Travail de sape en profondeur
Une vague de frappes sur la profondeur du dispositif russe qui en rappelle une autre : l’année dernière, avant leur grande offensive de l’été, les Ukrainiens avaient méthodiquement coupé les troupes ennemies de leurs arrières et de leur ravitaillement.
- Ce fut un travail de sape de longue haleine, pour lequel l’artillerie occidentale moderne, dotée d’une plus grande portée que les contre-batteries russes, a été particulièrement utile. Les obusiers français Caesar et les lanceurs de missiles américains HIMARS ont offert un avantage stratégique capital aux Ukrainiens.
- Se pourrait-il qu’ils recommencent la même manœuvre, avec des drones explosifs, des groupes de partisans saboteurs, voire des forces spéciales en territoire russe ? C’est une quasi-certitude, même si c’est difficile d’avancer avec quelle ampleur, car les Ukrainiens sont aussi devenus des champions du contrôle de l’information.
- C’est d’ailleurs là un autre champ de bataille sur lequel ils travaillent psychologiquement les Russes avant d’attaquer. Les artilleurs ukrainiens se mettent en scène, assurant qu’ils ne frapperont pas les soldats russes qui transmettront des informations sur leurs propres lignes logistiques. L’important n’est même pas que ça fonctionne, mais plutôt de saper la confiance au sein de l’armée ennemie.

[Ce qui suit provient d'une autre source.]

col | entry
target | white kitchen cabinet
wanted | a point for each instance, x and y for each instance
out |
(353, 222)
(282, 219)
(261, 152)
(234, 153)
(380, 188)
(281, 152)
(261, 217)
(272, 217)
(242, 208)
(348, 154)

"Donnez-moi les coordonnées des dépôts et je ne frapperai pas les casernements d'où proviennent les infos" – une technique intéressante qui joue sur la pression psychologique… à voir ce qui en ressortira… https://t.co/YqksINNQH0
— Défense & Sécurité Internationale (@DSI_Magazine) May 3, 2023
Une phase déterminante de la guerre
L’offensive à venir – et la préparation des Russes, qui s’y attendent – déterminera probablement l’entrée d’une nouvelle phase dans la guerre. « Kiev comme Moscou jouent gros dans les mois qui viennent » rappelait Cédric Mas sur sa chaîne Mastodon. « Les Ukrainiens doivent montrer qu’ils peuvent vaincre (et donc que les soutenir est justifié). Poutine doit montrer qu’il ne peut être vaincu (et donc que le soutien à ses ennemis est inutile). L’armée ukrainienne n’a ainsi pas le droit à l’erreur faute de réserves, mais la Russie non plus car elle est plus isolée que jamais dans le monde. »
- L’offensive informationnelle fait ainsi rage dans les deux camps, d’autant qu’en Russie on prépare le Jour de la Victoire, le 9 mai, grand moment de patriotisme et de démonstrations militaires.
- Le Kremlin aurait sûrement adoré annoncer une victoire à Bakhmout pour l’occasion, et n’était pas loin de le faire, mais les Ukrainiens semblent avoir mené une contre-attaque pour repousser les troupes russes et les mercenaires de Wagner.
- La ville reste disputée, et les Russes devront y affecter encore plus de moyens. De toute évidence, leurs offensives de l’hiver, arrivées à bout de souffle, n’auront pas apporté grand-chose à part de l’usure. Or, les Ukrainiens semblent bien avoir déployé de nouvelles brigades maintenues en réserve. Quelque chose de très gros se prépare, et ces derniers ont l’initiative. Reste à voir ce qu’ils vont en faire.